Estudos recentes reforçam os perigos causados pelo uso de agrotóxicos
Agrotóxicos causam envenenamento

Animais da América Latina têm mostrado sinais de envenenamento causado pelo uso de agrotóxicos. Pesquisas recentes reforçam o discurso de ambientalistas em relação ao uso desses produtos em lavouras. De acordo com a revista “Nature, os tico-ticos de coroa branca (Zonotrichia leucophrys), animais naturais de países do continente sul-americano, têm apresentado sinais de intoxicação, perda de massa corporal e alteração na orientação de voo.

Especialistas reforçam que qualquer ser vivo pode ser prejudicado pelo efeito de agrotóxicos disseminados pelo ambiente. Insetos, répteis, anfíbios, mamíferos, peixes, demais organismos aquáticos e espécies vegetais, são alvos dos efeitos tóxicos causados por esses produtos. “Isso é muito perigoso. Não somente perigoso e errado conosco mas com nossos filhos, nossos netos, que precisarão de um meio ambiente equilibrado para sobreviverem com qualidade”, diz o candidato a deputado federal Ricardo Izar.

O parlamentar é conhecido por suas convicções relacionadas à preservação do meio ambiente. Ele argumenta que essas substâncias são muito perigosas se sua fiscalização e liberação para uso forem mal executadas. “Precisamos repensar o Brasil, nossas lavouras priorizam hoje o plantio fazendo uso de agrotóxicos”, alertou Ricardo Izar. Esses produtos não atingem somente as pragas que atacam as lavouras mas atuam também em processos comuns aos seres vivos.

Cientistas brasileiros têm observado também a mortalidade de abelhas afetadas por defensivos agrícolas. Esses produtos são desenvolvidos para eliminar insetos, e a abelha, sendo também um inseto, está dentro desse rol de vítimas. Pesquisas feitas pelo Projeto Colmeia Viva em parceria com universidades paulistas registraram este problema. Os estudos não têm registros similares de outros estados mas em São Paulo essa dificuldade é real.

A preocupação dos cientistas está relacionada à extinção dos insetos que têm papel fundamental na produção de alimentos. Segundo dados dessa pesquisa, 70% das plantas com flores são polinizadas por abelhas e a produção é dependente do polinizador na maioria das culturas. O uso responsável de agrotóxicos pode evitar o enfraquecimento de animais polinizadores e evitar que pragas destruam safras inteiras.

PL do Veneno

O Projeto de Lei nº 6.299/2002 que está em tramitação no Plenário, pretende alterar a nomenclatura dos agrotóxicos para “defensivos agrícolas” e “produtos fitossanitários”. Além dessa mudança, o PL prevê a proibição desses produtos apenas em casos de “risco inaceitável”. Com sua aprovação, a comercialização, armazenamento e o transporte da mercadoria ficariam facilitados.

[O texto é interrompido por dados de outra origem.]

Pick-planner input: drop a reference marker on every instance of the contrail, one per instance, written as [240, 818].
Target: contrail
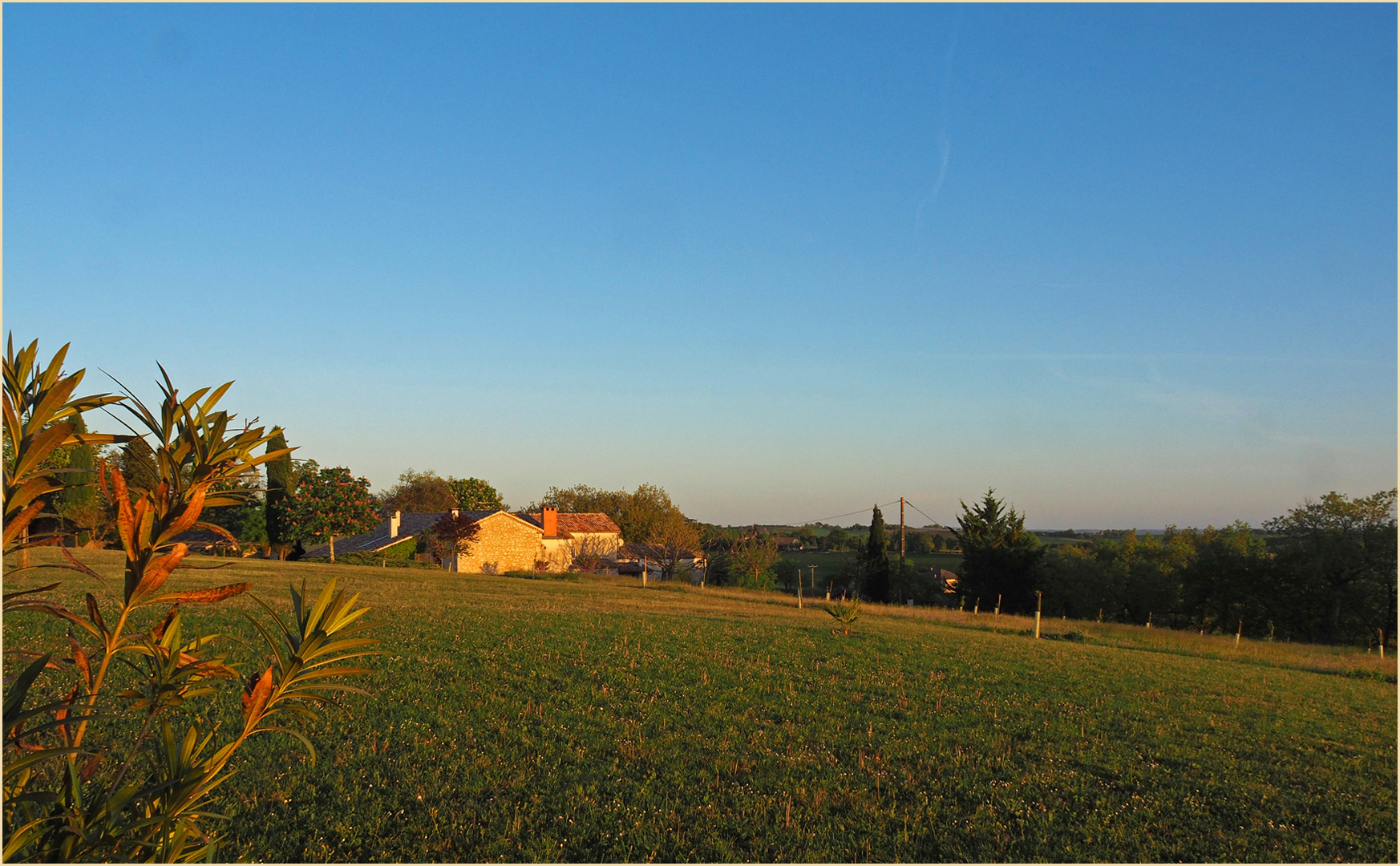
[944, 139]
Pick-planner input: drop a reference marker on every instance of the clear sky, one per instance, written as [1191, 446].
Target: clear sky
[1130, 266]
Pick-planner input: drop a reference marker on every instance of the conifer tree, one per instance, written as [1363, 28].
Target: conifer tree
[1000, 556]
[874, 560]
[281, 483]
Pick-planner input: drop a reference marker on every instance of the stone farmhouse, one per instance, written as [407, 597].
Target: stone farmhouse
[545, 540]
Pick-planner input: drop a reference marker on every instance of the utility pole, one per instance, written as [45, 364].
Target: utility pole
[902, 548]
[902, 535]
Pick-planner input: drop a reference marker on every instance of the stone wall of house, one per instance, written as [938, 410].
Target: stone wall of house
[503, 544]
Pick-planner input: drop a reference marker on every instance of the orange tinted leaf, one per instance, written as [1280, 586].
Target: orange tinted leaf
[257, 694]
[204, 597]
[159, 571]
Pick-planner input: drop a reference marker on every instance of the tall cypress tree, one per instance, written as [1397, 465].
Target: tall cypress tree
[1000, 556]
[281, 484]
[79, 496]
[876, 563]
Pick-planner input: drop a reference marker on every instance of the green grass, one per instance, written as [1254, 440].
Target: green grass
[598, 721]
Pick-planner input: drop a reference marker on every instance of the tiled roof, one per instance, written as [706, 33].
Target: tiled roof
[378, 537]
[572, 522]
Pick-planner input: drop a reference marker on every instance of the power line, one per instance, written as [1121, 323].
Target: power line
[921, 511]
[852, 512]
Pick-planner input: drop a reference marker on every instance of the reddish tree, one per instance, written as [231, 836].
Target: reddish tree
[330, 503]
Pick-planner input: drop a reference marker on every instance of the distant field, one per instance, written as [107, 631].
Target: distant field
[600, 721]
[829, 565]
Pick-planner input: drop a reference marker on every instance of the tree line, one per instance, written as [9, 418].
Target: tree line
[1325, 571]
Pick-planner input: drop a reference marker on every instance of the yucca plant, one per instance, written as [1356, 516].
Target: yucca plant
[844, 612]
[115, 770]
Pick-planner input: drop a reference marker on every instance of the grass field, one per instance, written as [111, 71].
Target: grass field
[829, 565]
[594, 719]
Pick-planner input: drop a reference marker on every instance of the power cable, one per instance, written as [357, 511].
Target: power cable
[921, 511]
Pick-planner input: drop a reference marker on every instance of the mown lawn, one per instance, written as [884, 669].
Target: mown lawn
[600, 721]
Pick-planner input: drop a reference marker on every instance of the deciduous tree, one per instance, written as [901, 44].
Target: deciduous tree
[419, 493]
[1347, 548]
[752, 561]
[475, 494]
[330, 503]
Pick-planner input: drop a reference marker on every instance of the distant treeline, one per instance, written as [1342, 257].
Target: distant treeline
[1325, 571]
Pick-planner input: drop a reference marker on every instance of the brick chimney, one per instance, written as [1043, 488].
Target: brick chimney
[551, 520]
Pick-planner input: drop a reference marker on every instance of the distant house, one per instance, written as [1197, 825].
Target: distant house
[630, 559]
[504, 542]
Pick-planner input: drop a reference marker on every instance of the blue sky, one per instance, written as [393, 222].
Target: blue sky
[1130, 266]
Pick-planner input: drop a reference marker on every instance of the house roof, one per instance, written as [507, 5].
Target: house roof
[378, 537]
[413, 524]
[572, 522]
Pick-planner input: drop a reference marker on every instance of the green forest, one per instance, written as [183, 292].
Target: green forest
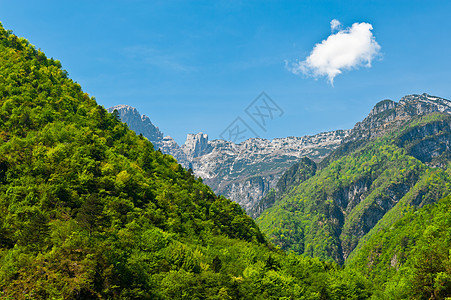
[89, 210]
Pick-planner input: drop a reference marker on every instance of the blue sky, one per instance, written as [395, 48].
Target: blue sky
[195, 66]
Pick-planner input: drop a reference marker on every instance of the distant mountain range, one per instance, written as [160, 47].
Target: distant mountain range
[243, 172]
[395, 160]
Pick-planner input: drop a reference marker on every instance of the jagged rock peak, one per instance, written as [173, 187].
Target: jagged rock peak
[139, 124]
[383, 106]
[440, 104]
[196, 144]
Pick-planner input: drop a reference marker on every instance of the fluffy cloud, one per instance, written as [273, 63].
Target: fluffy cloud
[347, 49]
[335, 24]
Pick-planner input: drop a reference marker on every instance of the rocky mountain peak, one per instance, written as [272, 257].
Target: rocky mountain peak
[196, 145]
[388, 115]
[425, 103]
[139, 124]
[382, 106]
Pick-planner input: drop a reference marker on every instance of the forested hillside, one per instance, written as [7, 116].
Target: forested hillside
[363, 190]
[88, 209]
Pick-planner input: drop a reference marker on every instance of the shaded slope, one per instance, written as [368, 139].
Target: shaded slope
[365, 188]
[88, 210]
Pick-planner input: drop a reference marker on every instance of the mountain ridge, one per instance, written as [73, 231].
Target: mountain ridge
[243, 172]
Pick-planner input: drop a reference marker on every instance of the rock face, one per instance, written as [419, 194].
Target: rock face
[246, 172]
[139, 124]
[243, 172]
[388, 114]
[365, 185]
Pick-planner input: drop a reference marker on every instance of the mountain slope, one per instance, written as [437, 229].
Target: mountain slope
[243, 172]
[88, 209]
[410, 259]
[368, 182]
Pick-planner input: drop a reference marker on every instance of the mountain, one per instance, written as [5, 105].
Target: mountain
[243, 172]
[246, 172]
[89, 210]
[141, 124]
[394, 161]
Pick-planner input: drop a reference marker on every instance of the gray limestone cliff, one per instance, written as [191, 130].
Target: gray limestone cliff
[243, 172]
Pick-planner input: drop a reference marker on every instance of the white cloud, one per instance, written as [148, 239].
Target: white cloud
[334, 24]
[347, 49]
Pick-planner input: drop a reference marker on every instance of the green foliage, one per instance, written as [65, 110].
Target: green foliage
[412, 257]
[88, 210]
[359, 193]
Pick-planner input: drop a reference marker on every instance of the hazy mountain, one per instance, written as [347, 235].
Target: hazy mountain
[243, 172]
[387, 164]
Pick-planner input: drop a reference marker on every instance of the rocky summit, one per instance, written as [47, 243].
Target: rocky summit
[243, 172]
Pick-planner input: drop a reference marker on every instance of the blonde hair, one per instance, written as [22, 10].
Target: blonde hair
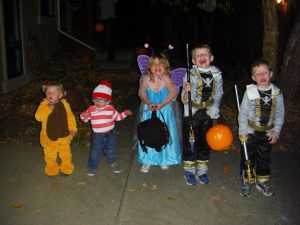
[161, 59]
[56, 84]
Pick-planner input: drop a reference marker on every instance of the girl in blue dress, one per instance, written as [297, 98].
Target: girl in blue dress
[157, 92]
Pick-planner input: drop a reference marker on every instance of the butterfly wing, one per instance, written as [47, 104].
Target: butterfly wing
[142, 61]
[177, 77]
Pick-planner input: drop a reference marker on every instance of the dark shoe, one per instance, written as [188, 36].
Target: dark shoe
[203, 179]
[265, 188]
[91, 172]
[115, 168]
[190, 178]
[245, 190]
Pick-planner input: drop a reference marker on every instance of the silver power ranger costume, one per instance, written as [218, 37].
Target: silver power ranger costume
[261, 114]
[206, 97]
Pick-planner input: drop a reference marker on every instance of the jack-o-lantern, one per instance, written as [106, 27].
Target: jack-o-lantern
[219, 137]
[99, 27]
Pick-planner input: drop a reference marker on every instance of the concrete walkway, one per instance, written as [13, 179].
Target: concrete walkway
[29, 197]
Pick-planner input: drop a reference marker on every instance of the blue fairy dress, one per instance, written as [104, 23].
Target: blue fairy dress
[171, 154]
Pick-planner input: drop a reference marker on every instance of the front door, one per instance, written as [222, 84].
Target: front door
[13, 43]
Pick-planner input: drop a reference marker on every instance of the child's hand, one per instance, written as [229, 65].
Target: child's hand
[51, 106]
[243, 138]
[188, 86]
[152, 107]
[128, 112]
[273, 138]
[73, 133]
[86, 114]
[158, 106]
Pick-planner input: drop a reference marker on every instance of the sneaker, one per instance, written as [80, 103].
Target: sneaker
[116, 168]
[265, 188]
[245, 190]
[190, 178]
[165, 167]
[91, 172]
[145, 168]
[203, 179]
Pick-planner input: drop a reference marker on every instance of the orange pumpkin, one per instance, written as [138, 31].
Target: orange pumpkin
[86, 58]
[99, 27]
[219, 137]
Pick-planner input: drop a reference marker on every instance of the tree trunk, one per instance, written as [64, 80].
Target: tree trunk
[290, 71]
[270, 33]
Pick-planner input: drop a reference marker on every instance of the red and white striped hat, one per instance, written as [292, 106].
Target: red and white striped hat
[103, 90]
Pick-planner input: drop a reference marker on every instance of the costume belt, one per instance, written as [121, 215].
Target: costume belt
[258, 127]
[202, 105]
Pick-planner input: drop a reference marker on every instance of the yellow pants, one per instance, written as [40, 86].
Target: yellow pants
[61, 147]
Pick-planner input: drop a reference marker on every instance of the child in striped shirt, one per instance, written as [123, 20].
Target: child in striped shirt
[103, 116]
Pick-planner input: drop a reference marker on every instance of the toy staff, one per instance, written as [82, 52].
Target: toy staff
[191, 130]
[247, 161]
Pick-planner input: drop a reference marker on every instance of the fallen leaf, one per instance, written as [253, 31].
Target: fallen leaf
[16, 205]
[153, 187]
[226, 169]
[215, 198]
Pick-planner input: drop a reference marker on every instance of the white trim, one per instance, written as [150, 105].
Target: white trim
[3, 50]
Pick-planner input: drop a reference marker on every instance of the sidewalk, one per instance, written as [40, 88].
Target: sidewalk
[29, 197]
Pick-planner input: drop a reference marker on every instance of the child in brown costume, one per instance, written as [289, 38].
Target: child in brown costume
[58, 129]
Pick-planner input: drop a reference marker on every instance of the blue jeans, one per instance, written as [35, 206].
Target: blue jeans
[105, 143]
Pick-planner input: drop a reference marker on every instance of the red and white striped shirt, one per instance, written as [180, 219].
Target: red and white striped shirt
[102, 119]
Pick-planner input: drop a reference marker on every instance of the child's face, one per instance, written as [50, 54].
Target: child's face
[100, 102]
[53, 94]
[202, 58]
[262, 75]
[157, 68]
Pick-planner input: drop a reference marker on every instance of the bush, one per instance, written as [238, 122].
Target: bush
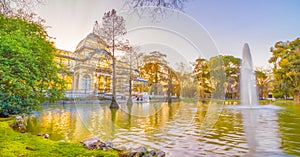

Ambientalistas têm lutado contra a aprovação do projeto, o qual altera suas regras de fiscalização e aplicação. A tendência, com a regularização do projeto, é consumo maior de agrotóxicos. O deputado Ricardo Izar compartilha da mesma filosofia da ANVISA, da Fundação Oswaldo Cruz (Fiocruz), do Ministério da Saúde, do Instituto do Câncer (INCA) e do IBAMA, os quais são contra a aprovação das mudanças legislativas propostas pelo PL 6299/2002, os quais oferecem e incrementam risco à vida de muitos organismos – humanos e não-humanos.